Dempsey, Lower District – March 29, Noon
The stench of the Lower District hit harder than any slap.
Boiled grease, metallic tang from leaking pipework, and the human musk of too many bodies packed between concrete walls. Steam hissed from broken grates, veiling the alleys in a ghostlike fog as Gregoria pushed forward, shoulder-first, through the throng of early risers and sleepless workers.
No one looked directly at her.
And she was thankful for that.
Nobody knew of her. Her father was a man who lived a peaceful, quiet life, away from attention.
All the more reason she found his sudden desire to lead the kingdom suspicious.
Her cloak still reeked of smoke. Her boots—once polished—were coated in ash, and the dirt on her cheeks wasn't just grime. It was yesterday's failure, clinging like guilt.
A propaganda screen buzzed to life above a noodle stall, crackling in and out of resolution. A pale official's face filled the frame, eyes narrowed, voice artificial:
"The Stability Protocol ensures safety. Rebel sympathizers will be found. Report any suspicious activity to your nearest Peace Warden."
Gregoria turned her face away.
Suspicious.
That was how her father acted after he came back from the World Council.
How Woolworth-Carrington acted.
How the world became after The Walking Calamity was freed.
But she felt like she was a suspect or a witness.

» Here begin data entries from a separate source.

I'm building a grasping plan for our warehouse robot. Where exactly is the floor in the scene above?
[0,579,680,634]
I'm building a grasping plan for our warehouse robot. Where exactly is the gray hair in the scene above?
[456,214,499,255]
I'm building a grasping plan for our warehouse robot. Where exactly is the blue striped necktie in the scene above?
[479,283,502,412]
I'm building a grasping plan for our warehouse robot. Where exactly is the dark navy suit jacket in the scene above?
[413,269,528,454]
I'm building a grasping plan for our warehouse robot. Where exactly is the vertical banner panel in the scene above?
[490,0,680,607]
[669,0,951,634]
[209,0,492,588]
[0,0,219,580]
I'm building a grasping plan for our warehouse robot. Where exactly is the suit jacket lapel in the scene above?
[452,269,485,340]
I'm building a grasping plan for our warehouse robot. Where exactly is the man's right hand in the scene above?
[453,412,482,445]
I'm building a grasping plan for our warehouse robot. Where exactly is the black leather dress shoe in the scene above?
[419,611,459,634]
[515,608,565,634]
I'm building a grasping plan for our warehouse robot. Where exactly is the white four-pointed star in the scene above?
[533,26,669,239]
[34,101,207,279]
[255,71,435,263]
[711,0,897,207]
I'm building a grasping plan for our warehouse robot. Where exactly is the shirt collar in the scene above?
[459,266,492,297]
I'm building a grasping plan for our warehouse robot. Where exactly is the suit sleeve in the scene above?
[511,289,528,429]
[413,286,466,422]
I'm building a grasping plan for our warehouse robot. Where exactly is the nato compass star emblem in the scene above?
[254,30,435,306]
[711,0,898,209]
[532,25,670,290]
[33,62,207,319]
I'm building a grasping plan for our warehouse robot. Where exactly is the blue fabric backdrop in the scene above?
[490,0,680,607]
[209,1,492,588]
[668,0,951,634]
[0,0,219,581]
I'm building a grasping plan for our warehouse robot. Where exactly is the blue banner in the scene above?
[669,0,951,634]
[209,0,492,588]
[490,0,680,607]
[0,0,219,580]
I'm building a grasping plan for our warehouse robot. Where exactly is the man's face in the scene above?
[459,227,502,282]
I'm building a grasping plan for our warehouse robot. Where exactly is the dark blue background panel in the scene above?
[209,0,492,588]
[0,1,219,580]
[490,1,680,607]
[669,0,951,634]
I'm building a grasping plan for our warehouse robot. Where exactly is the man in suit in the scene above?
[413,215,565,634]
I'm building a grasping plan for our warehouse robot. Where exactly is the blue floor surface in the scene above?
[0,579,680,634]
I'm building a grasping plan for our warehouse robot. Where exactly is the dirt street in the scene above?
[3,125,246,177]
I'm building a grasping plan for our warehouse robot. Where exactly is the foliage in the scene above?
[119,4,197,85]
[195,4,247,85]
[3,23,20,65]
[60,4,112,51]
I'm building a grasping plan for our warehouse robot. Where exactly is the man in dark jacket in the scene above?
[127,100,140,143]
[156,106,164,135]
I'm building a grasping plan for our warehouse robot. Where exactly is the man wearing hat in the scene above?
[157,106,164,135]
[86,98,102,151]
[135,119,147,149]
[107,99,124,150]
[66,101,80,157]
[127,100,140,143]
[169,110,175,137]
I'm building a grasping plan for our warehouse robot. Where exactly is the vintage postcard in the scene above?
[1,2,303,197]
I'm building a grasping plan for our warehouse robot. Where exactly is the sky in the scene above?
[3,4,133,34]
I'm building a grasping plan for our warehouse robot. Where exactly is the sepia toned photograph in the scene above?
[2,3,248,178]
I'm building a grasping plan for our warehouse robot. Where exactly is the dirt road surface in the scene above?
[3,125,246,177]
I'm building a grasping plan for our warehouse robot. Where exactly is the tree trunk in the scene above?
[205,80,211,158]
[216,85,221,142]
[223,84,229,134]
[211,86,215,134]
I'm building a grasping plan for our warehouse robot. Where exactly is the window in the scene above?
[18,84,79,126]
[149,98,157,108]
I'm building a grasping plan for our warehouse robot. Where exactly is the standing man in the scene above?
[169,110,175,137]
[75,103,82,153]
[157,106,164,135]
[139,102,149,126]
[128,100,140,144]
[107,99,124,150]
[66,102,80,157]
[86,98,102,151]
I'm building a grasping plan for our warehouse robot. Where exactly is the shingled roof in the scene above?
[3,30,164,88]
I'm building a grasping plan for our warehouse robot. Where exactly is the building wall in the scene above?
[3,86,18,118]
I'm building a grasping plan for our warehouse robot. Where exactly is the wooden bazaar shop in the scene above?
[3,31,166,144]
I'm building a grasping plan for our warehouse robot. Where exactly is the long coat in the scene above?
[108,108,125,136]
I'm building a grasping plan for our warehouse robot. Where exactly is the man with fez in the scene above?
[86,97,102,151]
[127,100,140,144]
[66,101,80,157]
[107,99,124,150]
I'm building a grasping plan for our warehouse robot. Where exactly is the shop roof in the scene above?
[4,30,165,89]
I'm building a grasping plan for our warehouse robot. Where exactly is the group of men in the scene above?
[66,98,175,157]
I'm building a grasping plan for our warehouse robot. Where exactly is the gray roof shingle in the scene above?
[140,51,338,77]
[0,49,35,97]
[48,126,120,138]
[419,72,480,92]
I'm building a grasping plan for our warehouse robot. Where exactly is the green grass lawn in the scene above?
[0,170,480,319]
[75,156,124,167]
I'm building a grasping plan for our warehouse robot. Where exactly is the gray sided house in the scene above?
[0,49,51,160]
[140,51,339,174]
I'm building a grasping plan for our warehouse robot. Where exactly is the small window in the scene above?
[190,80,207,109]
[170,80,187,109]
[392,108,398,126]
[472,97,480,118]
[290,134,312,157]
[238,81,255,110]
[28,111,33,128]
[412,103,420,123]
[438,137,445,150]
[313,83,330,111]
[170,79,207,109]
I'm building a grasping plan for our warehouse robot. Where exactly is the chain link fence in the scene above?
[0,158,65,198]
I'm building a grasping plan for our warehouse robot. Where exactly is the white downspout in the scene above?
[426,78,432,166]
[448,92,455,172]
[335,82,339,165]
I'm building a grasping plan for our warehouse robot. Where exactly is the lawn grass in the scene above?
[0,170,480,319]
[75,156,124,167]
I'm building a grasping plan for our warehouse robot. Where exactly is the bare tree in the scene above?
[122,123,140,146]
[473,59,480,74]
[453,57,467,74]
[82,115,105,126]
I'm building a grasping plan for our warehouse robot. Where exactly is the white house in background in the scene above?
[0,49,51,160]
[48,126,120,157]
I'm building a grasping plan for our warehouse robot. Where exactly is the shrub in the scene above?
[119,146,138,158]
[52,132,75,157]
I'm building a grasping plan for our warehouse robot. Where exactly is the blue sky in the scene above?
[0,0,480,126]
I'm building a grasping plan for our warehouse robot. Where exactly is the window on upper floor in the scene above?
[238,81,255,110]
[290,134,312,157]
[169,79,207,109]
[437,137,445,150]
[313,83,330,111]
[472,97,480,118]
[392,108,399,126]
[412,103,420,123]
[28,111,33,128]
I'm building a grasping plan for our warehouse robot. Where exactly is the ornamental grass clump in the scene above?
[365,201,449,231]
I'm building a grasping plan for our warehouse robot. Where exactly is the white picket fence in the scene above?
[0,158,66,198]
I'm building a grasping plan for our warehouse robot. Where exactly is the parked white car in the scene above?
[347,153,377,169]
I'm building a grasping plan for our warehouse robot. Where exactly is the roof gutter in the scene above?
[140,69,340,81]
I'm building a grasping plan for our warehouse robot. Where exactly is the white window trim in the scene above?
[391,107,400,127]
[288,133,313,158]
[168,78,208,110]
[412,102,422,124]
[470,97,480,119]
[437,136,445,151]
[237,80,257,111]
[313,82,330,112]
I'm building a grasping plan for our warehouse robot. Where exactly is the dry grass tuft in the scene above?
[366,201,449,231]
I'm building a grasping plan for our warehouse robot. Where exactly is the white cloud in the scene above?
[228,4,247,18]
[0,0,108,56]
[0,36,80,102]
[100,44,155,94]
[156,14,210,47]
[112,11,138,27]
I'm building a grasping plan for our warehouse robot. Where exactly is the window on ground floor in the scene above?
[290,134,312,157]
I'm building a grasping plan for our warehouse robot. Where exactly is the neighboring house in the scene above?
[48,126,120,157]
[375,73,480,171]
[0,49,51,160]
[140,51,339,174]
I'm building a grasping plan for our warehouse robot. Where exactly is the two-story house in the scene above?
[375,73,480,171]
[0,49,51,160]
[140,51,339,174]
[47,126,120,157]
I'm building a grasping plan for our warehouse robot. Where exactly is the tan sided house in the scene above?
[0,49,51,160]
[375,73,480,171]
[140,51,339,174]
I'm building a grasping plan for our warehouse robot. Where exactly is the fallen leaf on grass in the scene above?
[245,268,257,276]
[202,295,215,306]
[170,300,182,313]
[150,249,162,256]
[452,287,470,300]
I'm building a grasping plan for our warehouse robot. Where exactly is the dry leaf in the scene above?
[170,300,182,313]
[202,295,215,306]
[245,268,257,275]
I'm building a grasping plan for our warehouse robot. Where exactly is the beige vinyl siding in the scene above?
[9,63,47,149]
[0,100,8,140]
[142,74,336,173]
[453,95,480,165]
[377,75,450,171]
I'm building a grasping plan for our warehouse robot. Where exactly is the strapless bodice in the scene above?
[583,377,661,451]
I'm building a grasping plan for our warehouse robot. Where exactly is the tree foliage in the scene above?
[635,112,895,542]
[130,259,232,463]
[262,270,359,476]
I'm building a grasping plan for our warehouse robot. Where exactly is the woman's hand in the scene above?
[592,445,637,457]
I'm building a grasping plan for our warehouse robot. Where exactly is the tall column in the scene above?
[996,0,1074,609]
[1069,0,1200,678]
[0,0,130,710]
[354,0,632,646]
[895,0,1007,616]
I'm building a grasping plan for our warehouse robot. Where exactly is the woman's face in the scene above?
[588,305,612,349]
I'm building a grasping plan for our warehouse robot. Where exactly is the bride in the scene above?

Not because of what she believed—but because of her blood. Because of what she knew.
She knew her father very well and that person pretending to be king couldn't have be the same person.
She pressed a hand to her stomach as it growled, sharp and low.
The food she'd brought from the mountain — two hardened crusts and a pocket of dried roots — had vanished by midnight.
Now, only pain remained.
She walked past a newly opened bakery's side door, drawn by scent — fresh loaves, still steaming. For a second, she almost stopped. Almost.
Then the door opened. A shopboy in a red scarf stepped out, caught sight of her, and froze.
The look in his eyes was familiar. Not fear. Not pity.
Condemnation.
Her clothes were disheveled but he could tell it was of a higher quality than anything he'd even worn.
"You one of them?" he spat. "Rebel brat? Or just another castle rat playin' poor?"
She didn't answer.
Didn't need to.
He flung the door shut before she could even turn away.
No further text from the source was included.